英文契約書の相談・質問集186 先方に都合の良いことばかりを押し付けられるのですが。
英文契約書の作成,チェック(レビュー/審査),翻訳(英訳/和訳),修正の依頼を受ける際によく受ける相談・質問に,「先方に都合の良いことばかりを押し付けられるのですが。」というものがあります。
特に,取引の開始段階や,取引が長く続いていても,先方にM&Aなどが起こって,経営陣が交替したというようなときに,この問題は起こりやすいといえます。
取引関係は,どうしても,利益相反的な側面があります。
例えば,販売店契約(Distribution/Distributorship Agreement)であれば,卸価格を高くすればサプライヤーの利益になりますが,それは販売店(Distributor)にとっては不利益です。
逆に,独占販売権を販売店(Distributor)が得るということは,販売店(Distributor)の利益になりますが,販売店(Distributor)のパフォーマンスがサプライヤーの期待よりも低ければ,独占販売権を与えたことはサプライヤーの不利益になります。
このように,取引関係に入ると,どちらかの利益になることは,他方の不利益になる側面があることは否定できないわけです。
こうした利益相反的な関係性があるため,自社の利益ばかりを追求すると,反対の当事者からすれば,不利益ばかりを強要されているように感じることになります。
特に,取引の初期段階や,経営陣が交替したというタイミングは,双方が疑心暗鬼になりがちです。
サプライヤーが,卸価格の値上げを要求すれば,販売店(Distributor)が警戒しますし,販売店(Distributor)が競合品を扱いたいといえば,サプライヤーは警戒します。
お互い,特に相手に嫌がらせをしてやろうとか,取引をできないようにしてやろうとか,不当な意図があるわけではなくとも,警戒心があるなかで交渉をしていると,どうしても勘ぐってしまいがちです。
「本当は取引を中止したくて,無理難題を行っているのではないか。

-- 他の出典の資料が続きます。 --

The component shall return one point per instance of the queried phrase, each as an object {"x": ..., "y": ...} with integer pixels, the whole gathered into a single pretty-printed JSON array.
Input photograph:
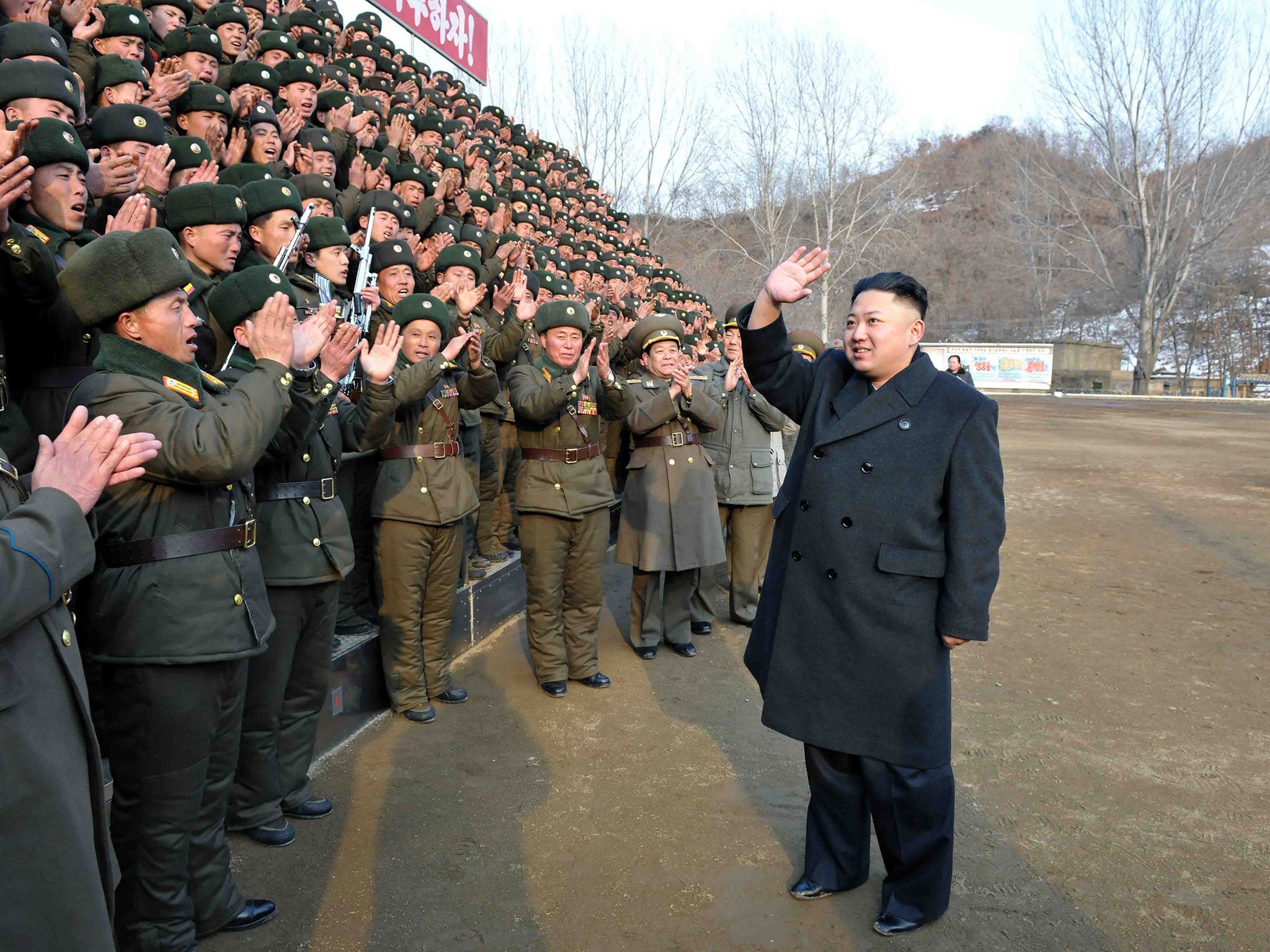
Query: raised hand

」,「こちらが飲めないとわかっていて要求しているのではないか。」,「足元を見られているのではないか。」などど,疑い出すとキリがありません。
また,信頼関係が大切な取引関係にも亀裂が入り,お互いにビジネスがうまくいかなくなってきてしまいます。
当然,取引関係を築くということは,お互いが利益を上げて事業全体を成長させてWin-Winの関係を作ることに意義がありますから,どちらかが儲けてどちらかが損をするというゼロサムゲームのような状態では問題なわけです。
こういうときは,代替案を出す,カウンターオファーを出すという姿勢が重要です。
ただ単に自社に有利な条件を出すとか,ただ単に先方に有利な条件を断るというのではなく,提案するなら,何か相手に有利な条件も付ける,受け入れる代わりに,相手にもこれを受けてもらうように提案してみるなどが大切です。
それには,お互いにとってその取引で何がボトルネックになっているのか,真の悩みはどこにあるのかをさぐって,提案をすることが大切です。
単純に自分に都合の良いことを伝えるという交渉をするのではなく,適切な質問を投げかけ,相手が何に悩んでいるのか,相手がこのビジネスを成長させるために必要と考えていることな何なのか,こうしたことを理解しようとしつつ,交渉するのです。
そうしないと,自社に有利な提案をするだけ,相手も不利であれば断るだけとなってしまい,提案する側は断られて,不満が募りますし,提案された側も受け入れられないような提案ばかり受けると,どんどん不安になってしまいます。
取引関係は,いわば利益相反的な立場に立たされるものだということを理解しつつ,相手の立場も考える前提でのコミュニケーションを図ることが,特に文化も法律も商慣習も異なる企業同士の海外取引では,大切だと思います。